Our work has looked at ways of inhibiting the HOX function. One of the difficulties in doing this is that there are 39 different HOX proteins in the marrow. There is also quite a high level of function or redundancy. This is particularly in respect to functions such as promoting self-proliferation—so, for example, blocking apoptosis. An issue that exists is trying to block multiple HOX proteins at the same time. The solution we focused on was destructing the interaction between HOX proteins and one of their cofactors, which is called PBX.
We designed this drug HXR9, which binds to the pocket in PBX, which otherwise HOX proteins would bind to. That prevents HOX-PBX from binding to enhancers and promoters in various target genes. We discovered that this prevents the shutdown of various genes involved in apoptosis. However, in the case of AML, it caused the cancer cells to undergo necroptosis.
As you can see in the paper, we used HXR9 both on cell lines derived from AML and primary AML cells, meaning cells taken from the bone marrow of patients. This also includes a mouse model of AML, which is able to show that it provides effective control in triggering cell death. There are many things that we’re trying to do. One of the things we identified in the paper was that it works for a very specific mechanism—the necroptosis—but there were many other drugs, such as protein kinase C inhibitors, which can strongly promote the possibility of the drug being used in combination. That was reflected in the results from the mouse model.

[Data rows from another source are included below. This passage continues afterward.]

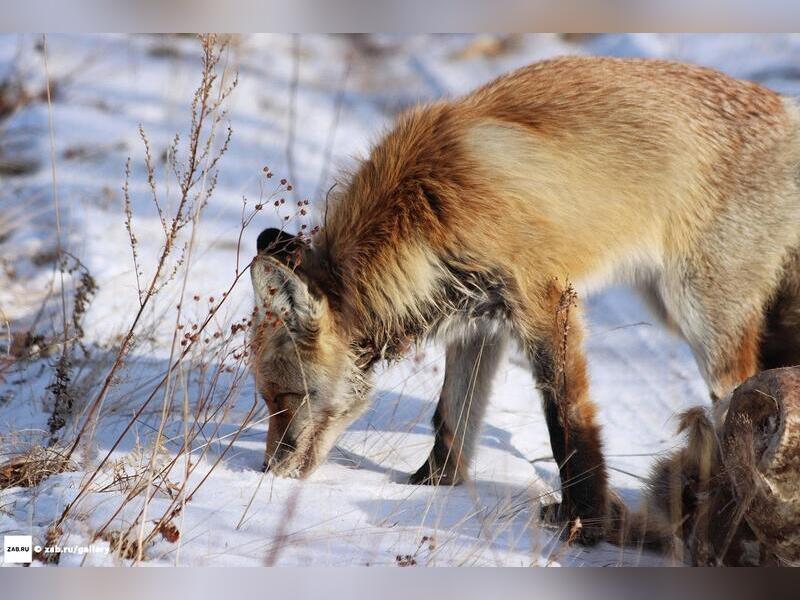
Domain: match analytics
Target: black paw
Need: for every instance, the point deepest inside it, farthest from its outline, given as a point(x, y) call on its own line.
point(428, 474)
point(586, 530)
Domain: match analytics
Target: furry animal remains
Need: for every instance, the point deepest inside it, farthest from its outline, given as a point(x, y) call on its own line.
point(471, 216)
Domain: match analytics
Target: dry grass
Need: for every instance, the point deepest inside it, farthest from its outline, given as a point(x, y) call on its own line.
point(33, 467)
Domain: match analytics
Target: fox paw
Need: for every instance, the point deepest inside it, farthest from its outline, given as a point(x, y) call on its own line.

In terms of taking this forward and out of a lab into clinical trials, that would certainly be a significant step forward as this paper gets completed and published.

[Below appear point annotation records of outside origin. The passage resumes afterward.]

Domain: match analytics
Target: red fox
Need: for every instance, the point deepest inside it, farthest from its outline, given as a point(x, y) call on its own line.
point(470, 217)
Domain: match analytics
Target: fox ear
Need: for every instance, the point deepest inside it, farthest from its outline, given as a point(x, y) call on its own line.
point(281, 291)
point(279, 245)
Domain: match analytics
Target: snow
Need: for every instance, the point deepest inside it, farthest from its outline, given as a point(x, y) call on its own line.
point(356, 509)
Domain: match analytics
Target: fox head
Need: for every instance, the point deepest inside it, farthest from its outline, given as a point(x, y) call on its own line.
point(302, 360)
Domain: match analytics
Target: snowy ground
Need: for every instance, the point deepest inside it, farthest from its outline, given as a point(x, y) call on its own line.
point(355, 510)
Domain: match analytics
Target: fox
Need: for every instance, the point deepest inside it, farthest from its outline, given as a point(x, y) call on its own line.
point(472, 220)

There is a company that holds patterns for these drugs—HXR9 and the derivative of HXR9, which have now gone through toxicity testing. They are hoping that phase I trials will begin early next year. That is the aim, although the possibility is that those trials will not initially be in AML. They may start in a solid malignancy but we are hoping that there will be subsequent trials later in 2018 to expand into other cancers, as well. I think so. In the initial phase I studies, we will be focusing on safety and getting engagement.
Our work and that of others points to possible combinations. For example, in some cancers, it seems to enhance radiosensitivity. One possibility would be to combine it with radiotherapy, but then there are other chemotherapeutic-type drugs that can possibly be combined with it. Also, DNA-damaging agents—such as cisplatin—seem to have signs of quite strong synergy.

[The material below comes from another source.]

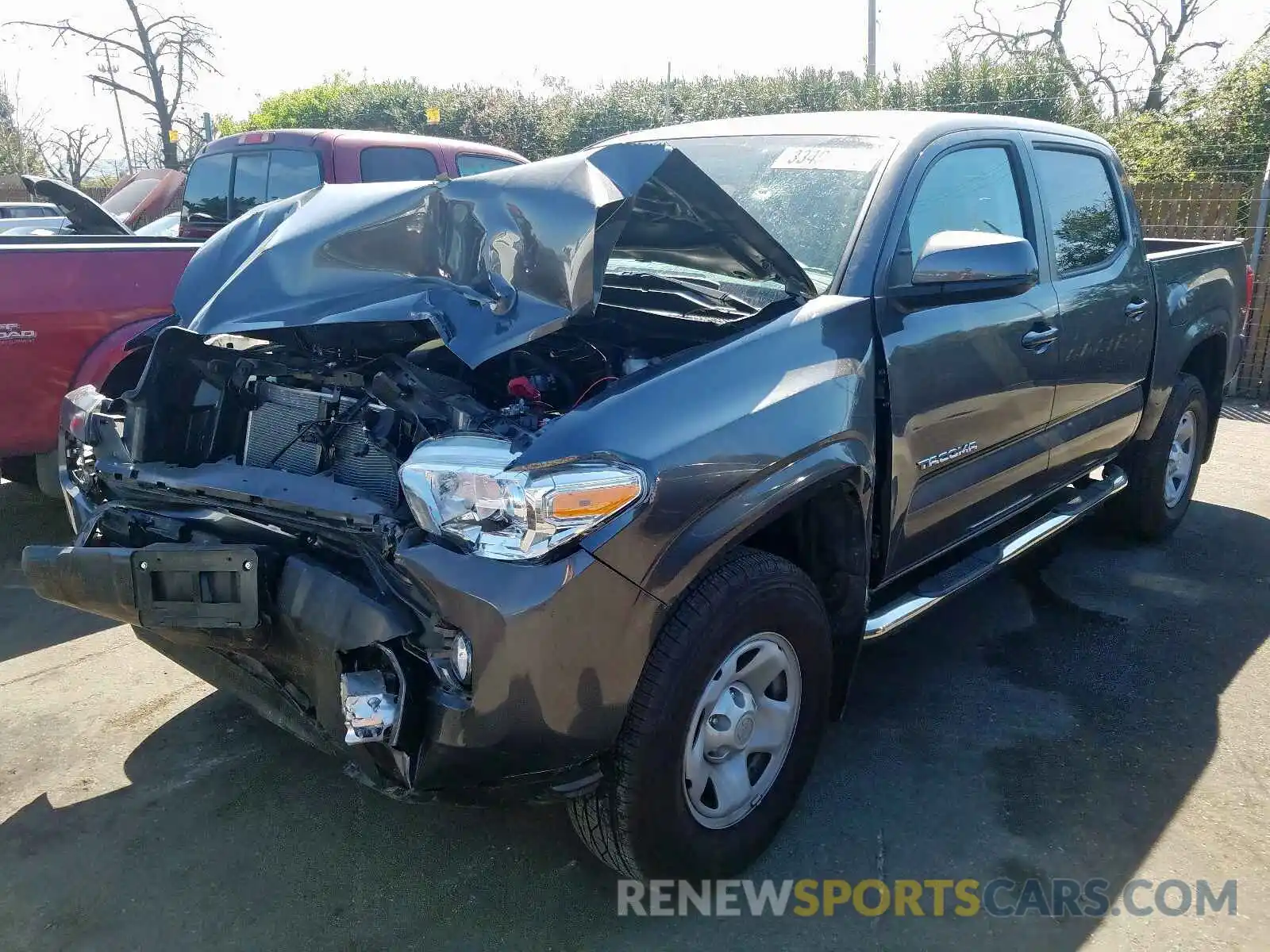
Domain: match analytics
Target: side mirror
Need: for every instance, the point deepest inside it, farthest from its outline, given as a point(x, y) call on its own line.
point(976, 260)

As I said, in this particular situation, AML drugs that inhibit protein kinase C activity might show quite a strong synergy, as well. The first takeaway I hope people understand is that the HOX proteins are a novel target. That is 1 of the things that is exciting about this. It’s not a derivative of another drug or a drug that's aimed at the same target as most other drugs. This is genuinely a novel target in cancer. It does present a lot of opportunities for potentially treating cancer for patients who have failed first-line and second-line treatment.
Additionally, there is very little treatment available for this patient population, which is 1 of the key aspects. There are cancers that have become resistant to other drugs; however, since this is a novel target, there is no particular reason why resistance would develop to HOX-PBX inhibitors.
Another interesting point from this study is the close relationship between the level of HOX gene expression in cancer cells and patient survival. If AML is expressing very high levels of HOX genes, then survival is short relative to patients with low amounts of HOX expression. That is what is important from a prognostic point of view, but it is also important because it points to the possible significance of HOX as a target in these cancers.
Alharbi RA, Pandha HS, Simpson GR, et al. Inhibition of HOX/PBX dimer formation leads to necroptosis in acute myeloid leukemia cells [published online August 7, 2017]. Oncotarget. doi:10.18632/oncotarget.20023.